Section 205 is a protective provision – Once TDS has been deducted and deposited, the assessee cannot be asked to pay tax again
The Gauhati High Court in the case of Dinendra Biswas v. Union of India & Ors. [WP(C)/2260/2023, decided on May 8, 2025] was dealing with the issue as to whether the non-reflection of TDS in Form 26AS disentitles the assessee from claiming credit of TDS under the Income Tax Act?
It has held that section 205 is a protective provision. Once TDS has been deducted and deposited, the assessee cannot be asked to pay tax again merely due to procedural lapses in TDS reporting.
Let us have a Short Overview of the case:
The issue before Hon’ble HC has following issue:-
Denial of TDS Credit in Income Tax Returns and Issuance of Demand Notices under Section 143(1)
Facts:
The petitioner, Dinendra Biswas, a retired Judge of the Gauhati High Court and former Upa-Lokayukta of Assam, had TDS deducted from his salary during his official tenure for several financial years: 2008–09, 2010–11, 2011–12, 2012–13, and 2013–14.
The deducted tax was duly deposited by the respective employers (Gauhati High Court and Lokayukta, Assam) with the Central Government.
However, the TDS amounts were not reflected in the petitioner’s Form 26AS (TRACES) records due to the employers’ failure to correctly file TDS returns.
As a result, the Income Tax Department issued demand notices under Section 143(1), disallowing TDS credit and raising tax demands against the petitioner.
Contentions of the Petitioner:
Invoked Section 205 of the Income Tax Act, 1961, which provides that where tax is deductible at source, the assessee cannot be called upon to pay the tax again if it has already been deducted by the deductor.
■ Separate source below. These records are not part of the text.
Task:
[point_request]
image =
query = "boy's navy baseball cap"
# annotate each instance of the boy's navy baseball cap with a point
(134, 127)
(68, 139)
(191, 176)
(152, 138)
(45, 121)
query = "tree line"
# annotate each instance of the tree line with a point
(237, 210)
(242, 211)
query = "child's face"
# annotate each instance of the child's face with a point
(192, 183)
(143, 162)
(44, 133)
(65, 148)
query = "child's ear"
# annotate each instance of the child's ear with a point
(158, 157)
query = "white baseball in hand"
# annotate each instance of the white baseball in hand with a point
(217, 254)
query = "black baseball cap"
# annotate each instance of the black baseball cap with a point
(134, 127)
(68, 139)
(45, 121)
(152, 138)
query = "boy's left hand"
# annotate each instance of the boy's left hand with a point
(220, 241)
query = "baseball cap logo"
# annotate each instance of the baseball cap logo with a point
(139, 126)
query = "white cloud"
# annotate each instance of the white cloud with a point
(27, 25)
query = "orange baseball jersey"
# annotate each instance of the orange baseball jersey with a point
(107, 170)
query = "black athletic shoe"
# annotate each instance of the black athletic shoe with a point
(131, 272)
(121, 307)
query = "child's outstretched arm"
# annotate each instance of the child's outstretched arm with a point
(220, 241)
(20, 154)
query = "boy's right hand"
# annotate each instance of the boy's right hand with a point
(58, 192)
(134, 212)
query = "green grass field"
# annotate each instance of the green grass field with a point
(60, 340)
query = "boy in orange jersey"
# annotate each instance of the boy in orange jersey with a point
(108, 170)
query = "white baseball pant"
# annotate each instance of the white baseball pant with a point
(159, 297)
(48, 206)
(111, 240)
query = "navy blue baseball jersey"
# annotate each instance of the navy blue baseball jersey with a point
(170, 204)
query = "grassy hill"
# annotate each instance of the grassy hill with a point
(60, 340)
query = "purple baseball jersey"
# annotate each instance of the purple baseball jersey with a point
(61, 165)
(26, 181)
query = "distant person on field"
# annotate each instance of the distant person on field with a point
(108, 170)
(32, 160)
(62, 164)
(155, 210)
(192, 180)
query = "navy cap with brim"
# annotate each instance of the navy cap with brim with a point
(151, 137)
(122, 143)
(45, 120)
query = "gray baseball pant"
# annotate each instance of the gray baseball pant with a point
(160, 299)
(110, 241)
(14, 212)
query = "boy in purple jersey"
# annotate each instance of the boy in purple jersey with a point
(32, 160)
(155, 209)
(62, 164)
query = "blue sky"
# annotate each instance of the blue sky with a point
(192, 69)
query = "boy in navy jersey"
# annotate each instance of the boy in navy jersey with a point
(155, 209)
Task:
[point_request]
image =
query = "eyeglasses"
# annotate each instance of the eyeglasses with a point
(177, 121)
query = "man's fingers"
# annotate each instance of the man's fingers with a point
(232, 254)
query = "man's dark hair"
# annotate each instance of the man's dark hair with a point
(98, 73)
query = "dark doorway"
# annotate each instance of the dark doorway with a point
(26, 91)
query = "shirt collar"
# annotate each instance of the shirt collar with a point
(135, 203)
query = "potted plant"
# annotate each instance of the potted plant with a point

Produced documentation and affidavits from the Registrar General of Gauhati High Court and Registrar of Lokayukta, Assam, confirming deduction and deposit of TDS for the disputed financial years.
Legal Issues:
1. Whether the non-reflection of TDS in Form 26AS disentitles the assessee from claiming credit of TDS under the Income Tax Act?
2. Whether demand notices issued under Section 143(1) can be sustained in light of proven deduction and deposit of TDS by the deductors?
Court’s Observations:
• Section 205 is a protective provision. Once TDS has been deducted and deposited, the assessee cannot be asked to pay tax again merely due to procedural lapses in TDS reporting.
The failure of the deductors (employers) to correctly file or update TDS returns cannot be a ground for penalizing the assessee.
The Income Tax Department is expected to reconcile such discrepancies by coordinating with the deductors, rather than raising demands on the taxpayer.
Cited precedents supporting the proposition that the burden of compliance lies with the deductor, and the assessee cannot be doubly burdened:
• ACIT v. Om Prakash Gattani [2000(1) GLT 294]
• Pushkar Prabhat Chandra Jain v. UOI [(2019) 262 Taxman 118]
• Incredible Unique Buildcon (P) Ltd. v. ITO [Delhi HC, 2023]
Decision:
The writ petition was allowed. The demand notices issued under Section 143(1) were quashed. The Income Tax Department was directed to grant credit of TDS deducted and deposited for the relevant financial years irrespective of Form 26AS mismatch.